As of April 2006 with the new pension simplification rules everyone has the right to a lump sum pension of 25% with their private pensions. There are some exceptions to this rule which we will cover later in this guide however, some will be eligible for a greater sum than 25%, and some less than this statutory amount.
Lump sum pension – options available at retirement
Once you reach the age of 55, or over, at the point that you wish to take benefits from your pension, you have a choice to make with regards to income and the lump sum required.
- You are allowed to take up to 25% of the entire pension pot as a tax free lump sum. You will not be taxed on this amount and there are no restrictions on how to use this lump sum.
- You do not need to take the entire 25% of pension pot. It could be 24%, 19%, or even 1% if you so wish. The decision is yours.
- The remaining 75% has to be allocated to either an annuity or an Income Drawdown plan at this point.
- You do not need to take an income from the Pension Drawdown plan until required, the funds just have to transfer into an Income Drawdown plan at this point.
- Once the decision is made with regards to your pension benefits, it cannot be changed at a later point.
Exceptions to this 25% lump sum pension rule
Retirement Annuity Contracts & Executive Pension Plans
Some old Retirement annuity Contracts and Executive Pension Plans are eligible for lump sums greater, and lower, than 25%. These contracts are basically a type of personal pension that is no longer available.

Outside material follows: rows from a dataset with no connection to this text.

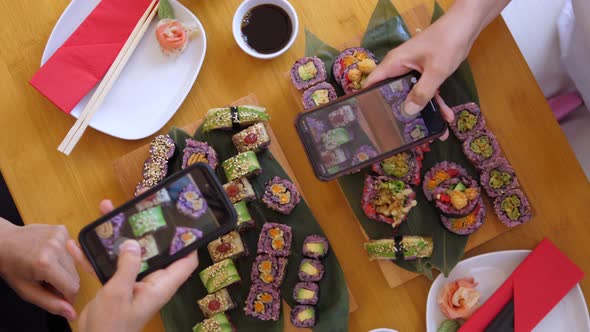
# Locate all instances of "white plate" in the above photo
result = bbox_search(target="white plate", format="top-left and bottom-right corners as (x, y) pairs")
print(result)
(41, 0), (207, 140)
(426, 250), (590, 332)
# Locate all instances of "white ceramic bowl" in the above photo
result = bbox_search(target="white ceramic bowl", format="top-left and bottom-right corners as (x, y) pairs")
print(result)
(232, 0), (299, 59)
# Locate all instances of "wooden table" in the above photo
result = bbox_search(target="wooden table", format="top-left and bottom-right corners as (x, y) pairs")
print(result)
(0, 0), (590, 331)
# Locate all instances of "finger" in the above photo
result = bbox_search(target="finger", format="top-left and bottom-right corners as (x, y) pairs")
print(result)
(66, 239), (98, 279)
(105, 240), (141, 297)
(98, 199), (115, 214)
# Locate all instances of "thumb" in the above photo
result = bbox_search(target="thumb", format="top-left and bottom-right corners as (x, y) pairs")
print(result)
(105, 240), (141, 296)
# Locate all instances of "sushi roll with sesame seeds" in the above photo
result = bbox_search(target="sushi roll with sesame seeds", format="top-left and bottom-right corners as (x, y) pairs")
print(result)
(463, 129), (500, 170)
(480, 157), (518, 197)
(440, 198), (486, 235)
(361, 175), (417, 227)
(450, 103), (486, 141)
(244, 283), (281, 321)
(182, 138), (218, 169)
(291, 56), (327, 90)
(262, 176), (301, 215)
(494, 189), (533, 227)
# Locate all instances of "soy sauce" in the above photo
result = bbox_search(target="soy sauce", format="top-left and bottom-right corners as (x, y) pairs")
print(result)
(242, 4), (293, 54)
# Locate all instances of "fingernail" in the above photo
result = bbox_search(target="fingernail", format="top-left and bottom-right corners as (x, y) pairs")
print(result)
(402, 100), (422, 116)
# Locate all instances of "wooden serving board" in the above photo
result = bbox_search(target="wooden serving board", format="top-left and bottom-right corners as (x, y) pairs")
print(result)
(113, 94), (358, 331)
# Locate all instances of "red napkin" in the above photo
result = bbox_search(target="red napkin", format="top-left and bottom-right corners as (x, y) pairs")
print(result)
(459, 239), (584, 332)
(30, 0), (151, 113)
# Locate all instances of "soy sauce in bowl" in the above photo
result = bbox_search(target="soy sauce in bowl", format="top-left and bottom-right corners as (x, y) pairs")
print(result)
(241, 4), (293, 54)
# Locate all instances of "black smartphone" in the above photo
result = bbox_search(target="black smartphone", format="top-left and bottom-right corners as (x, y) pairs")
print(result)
(295, 72), (447, 181)
(78, 163), (237, 283)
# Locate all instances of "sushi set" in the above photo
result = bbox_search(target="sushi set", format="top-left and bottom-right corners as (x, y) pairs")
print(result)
(115, 96), (356, 331)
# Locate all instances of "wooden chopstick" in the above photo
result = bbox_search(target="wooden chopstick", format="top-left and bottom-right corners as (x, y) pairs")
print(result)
(57, 0), (159, 155)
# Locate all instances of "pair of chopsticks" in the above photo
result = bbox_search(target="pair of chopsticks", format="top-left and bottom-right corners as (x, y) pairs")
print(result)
(57, 0), (159, 155)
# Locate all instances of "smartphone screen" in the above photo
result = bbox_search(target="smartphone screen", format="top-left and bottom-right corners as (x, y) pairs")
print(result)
(80, 164), (237, 282)
(296, 73), (446, 180)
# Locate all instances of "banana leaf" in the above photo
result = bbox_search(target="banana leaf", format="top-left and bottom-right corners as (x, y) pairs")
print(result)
(160, 128), (349, 332)
(305, 0), (479, 279)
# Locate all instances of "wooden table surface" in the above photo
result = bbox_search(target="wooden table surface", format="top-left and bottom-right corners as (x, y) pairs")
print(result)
(0, 0), (590, 331)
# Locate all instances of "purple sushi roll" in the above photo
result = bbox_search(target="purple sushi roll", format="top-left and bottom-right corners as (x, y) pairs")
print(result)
(170, 226), (203, 255)
(244, 283), (281, 321)
(440, 198), (486, 235)
(422, 161), (467, 201)
(494, 189), (533, 227)
(297, 258), (324, 282)
(451, 103), (486, 141)
(303, 82), (338, 110)
(463, 129), (500, 170)
(404, 118), (428, 143)
(250, 255), (287, 288)
(176, 184), (207, 219)
(432, 175), (481, 218)
(182, 138), (219, 169)
(290, 305), (316, 328)
(262, 176), (301, 215)
(293, 282), (320, 305)
(291, 56), (326, 90)
(302, 234), (329, 259)
(480, 157), (518, 197)
(257, 222), (293, 257)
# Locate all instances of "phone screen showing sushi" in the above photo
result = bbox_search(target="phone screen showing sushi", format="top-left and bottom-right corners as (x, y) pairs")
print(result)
(79, 163), (237, 283)
(295, 72), (447, 181)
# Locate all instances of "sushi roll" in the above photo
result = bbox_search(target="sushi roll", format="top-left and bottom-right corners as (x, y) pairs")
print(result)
(293, 282), (320, 305)
(440, 197), (486, 235)
(250, 255), (287, 288)
(203, 105), (270, 133)
(463, 129), (500, 170)
(422, 161), (467, 201)
(303, 82), (338, 110)
(197, 288), (236, 318)
(199, 259), (241, 294)
(328, 105), (356, 128)
(170, 226), (203, 255)
(291, 56), (327, 90)
(480, 157), (518, 197)
(322, 128), (352, 150)
(94, 213), (125, 258)
(234, 201), (256, 232)
(207, 231), (246, 263)
(372, 150), (421, 185)
(494, 189), (533, 227)
(244, 283), (281, 321)
(433, 175), (481, 218)
(290, 305), (316, 328)
(231, 123), (270, 152)
(182, 138), (218, 169)
(176, 184), (207, 219)
(297, 258), (324, 282)
(262, 176), (301, 215)
(352, 145), (377, 165)
(223, 177), (256, 204)
(137, 234), (160, 261)
(303, 234), (329, 259)
(404, 118), (428, 143)
(257, 222), (293, 257)
(361, 175), (417, 227)
(451, 103), (486, 141)
(193, 313), (235, 332)
(332, 47), (377, 81)
(221, 151), (262, 181)
(129, 206), (166, 237)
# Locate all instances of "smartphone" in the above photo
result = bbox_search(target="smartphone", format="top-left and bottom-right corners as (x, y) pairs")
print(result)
(78, 163), (237, 283)
(295, 72), (447, 181)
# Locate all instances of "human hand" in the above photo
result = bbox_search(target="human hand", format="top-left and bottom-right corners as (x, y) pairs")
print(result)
(0, 218), (80, 320)
(67, 200), (199, 332)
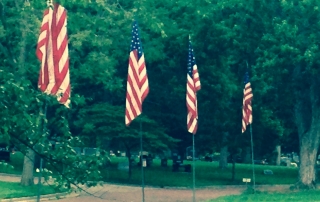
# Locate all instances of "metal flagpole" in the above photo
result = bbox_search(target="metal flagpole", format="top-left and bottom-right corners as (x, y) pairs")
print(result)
(139, 119), (144, 202)
(192, 134), (196, 202)
(250, 124), (256, 193)
(37, 97), (48, 202)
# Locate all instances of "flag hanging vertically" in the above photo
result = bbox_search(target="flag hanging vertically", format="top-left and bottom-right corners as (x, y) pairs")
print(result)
(186, 37), (201, 134)
(36, 4), (70, 107)
(125, 21), (149, 126)
(242, 72), (253, 133)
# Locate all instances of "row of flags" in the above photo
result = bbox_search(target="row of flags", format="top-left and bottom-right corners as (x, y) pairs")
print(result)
(36, 3), (253, 134)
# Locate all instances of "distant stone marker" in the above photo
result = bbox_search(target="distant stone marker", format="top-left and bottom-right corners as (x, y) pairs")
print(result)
(263, 170), (273, 175)
(118, 162), (129, 170)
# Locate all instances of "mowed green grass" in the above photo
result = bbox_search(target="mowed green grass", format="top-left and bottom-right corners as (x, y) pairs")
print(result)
(101, 158), (298, 187)
(207, 190), (320, 202)
(0, 155), (298, 187)
(0, 181), (57, 199)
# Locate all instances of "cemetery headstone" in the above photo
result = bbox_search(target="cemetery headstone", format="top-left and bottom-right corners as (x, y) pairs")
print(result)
(263, 170), (273, 175)
(118, 162), (129, 171)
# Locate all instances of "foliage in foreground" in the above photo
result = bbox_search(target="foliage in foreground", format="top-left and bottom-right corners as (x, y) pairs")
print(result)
(0, 181), (59, 199)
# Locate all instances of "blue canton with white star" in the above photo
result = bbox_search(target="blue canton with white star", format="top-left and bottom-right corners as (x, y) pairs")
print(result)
(130, 21), (143, 59)
(188, 40), (196, 78)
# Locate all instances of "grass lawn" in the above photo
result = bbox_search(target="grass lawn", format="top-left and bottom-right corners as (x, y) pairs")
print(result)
(101, 158), (298, 187)
(0, 181), (57, 199)
(0, 155), (308, 188)
(208, 190), (320, 202)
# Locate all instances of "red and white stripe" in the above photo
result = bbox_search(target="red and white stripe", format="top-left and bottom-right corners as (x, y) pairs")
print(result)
(186, 64), (201, 134)
(36, 4), (70, 107)
(242, 82), (253, 133)
(125, 50), (149, 126)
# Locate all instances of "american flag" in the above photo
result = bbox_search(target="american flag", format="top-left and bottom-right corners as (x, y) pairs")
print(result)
(242, 72), (253, 133)
(186, 39), (201, 134)
(125, 21), (149, 126)
(36, 1), (70, 107)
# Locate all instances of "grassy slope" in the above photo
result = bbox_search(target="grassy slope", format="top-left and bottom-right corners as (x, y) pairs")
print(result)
(0, 181), (56, 199)
(208, 190), (320, 202)
(102, 158), (298, 187)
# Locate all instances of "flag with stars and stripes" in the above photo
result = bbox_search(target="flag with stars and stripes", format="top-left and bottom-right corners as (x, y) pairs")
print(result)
(186, 39), (201, 134)
(125, 21), (149, 126)
(242, 72), (253, 133)
(36, 4), (70, 107)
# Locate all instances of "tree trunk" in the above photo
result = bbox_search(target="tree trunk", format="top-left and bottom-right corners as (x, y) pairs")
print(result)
(294, 81), (320, 189)
(126, 148), (132, 180)
(219, 132), (228, 169)
(243, 147), (252, 164)
(296, 131), (319, 189)
(276, 145), (281, 166)
(21, 148), (35, 186)
(219, 145), (228, 169)
(231, 155), (236, 182)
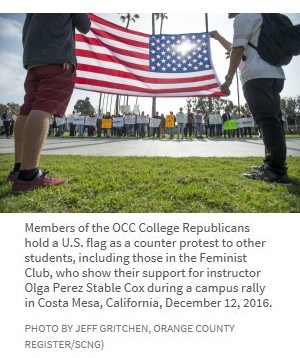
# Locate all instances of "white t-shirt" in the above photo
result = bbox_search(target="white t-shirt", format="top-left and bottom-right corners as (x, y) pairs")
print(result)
(232, 13), (285, 85)
(176, 112), (187, 123)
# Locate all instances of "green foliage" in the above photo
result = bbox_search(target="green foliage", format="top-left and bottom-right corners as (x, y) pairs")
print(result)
(0, 154), (300, 213)
(0, 102), (20, 115)
(120, 13), (140, 29)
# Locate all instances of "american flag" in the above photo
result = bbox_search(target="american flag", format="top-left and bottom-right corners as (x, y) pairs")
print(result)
(75, 14), (224, 97)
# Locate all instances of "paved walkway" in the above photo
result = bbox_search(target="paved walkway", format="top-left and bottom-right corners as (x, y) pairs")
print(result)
(0, 136), (300, 157)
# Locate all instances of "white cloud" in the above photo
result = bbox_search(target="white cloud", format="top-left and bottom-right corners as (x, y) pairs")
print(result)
(0, 16), (23, 41)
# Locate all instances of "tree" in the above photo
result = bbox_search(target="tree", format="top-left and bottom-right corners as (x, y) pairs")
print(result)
(74, 97), (95, 116)
(115, 13), (140, 114)
(120, 14), (140, 29)
(154, 12), (168, 34)
(0, 102), (20, 115)
(152, 13), (168, 116)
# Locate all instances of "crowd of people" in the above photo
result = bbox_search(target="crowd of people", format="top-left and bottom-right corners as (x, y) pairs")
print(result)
(48, 108), (259, 139)
(2, 13), (292, 194)
(0, 107), (17, 138)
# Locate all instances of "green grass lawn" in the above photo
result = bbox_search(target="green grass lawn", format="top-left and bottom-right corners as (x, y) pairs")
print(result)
(0, 154), (300, 213)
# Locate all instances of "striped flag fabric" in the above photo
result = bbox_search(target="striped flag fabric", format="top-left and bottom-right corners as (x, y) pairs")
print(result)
(75, 14), (224, 97)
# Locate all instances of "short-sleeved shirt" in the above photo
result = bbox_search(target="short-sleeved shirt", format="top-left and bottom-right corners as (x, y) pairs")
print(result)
(232, 13), (285, 85)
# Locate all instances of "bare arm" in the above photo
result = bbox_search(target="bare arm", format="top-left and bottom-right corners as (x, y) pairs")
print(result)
(221, 46), (245, 96)
(209, 30), (231, 52)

Your pension provider will calculate your entitlement to tax free cash, this calculation is usually based on your income levels pre 2006.
Section 32 Policies with Guaranteed Minimum Pension benefits
Section 32 polices pensions are pension plans that accepted pension funds from Occupational Pension Schemes. With some Section 32 policies there may be guaranteed minimum pensions benefits attached. These benefits have to secure a certain income in retirement, no matter what the value of the pension plan is at the time at retirement. In many instances, there is not enough funds in the pension to pay this guaranteed income however, as stated earlier the Section 32 policy is bound to pay this set income. Consequently, in such instances, they are able to pay a reduced lump sum benefit, and in some instance none at all.
If you are not eligible for a lump sum pension of 25%, you may have the option to transfer to another private pension provider and into a personal pension. An IFA, or pension adviser, will offer guidance on such matters.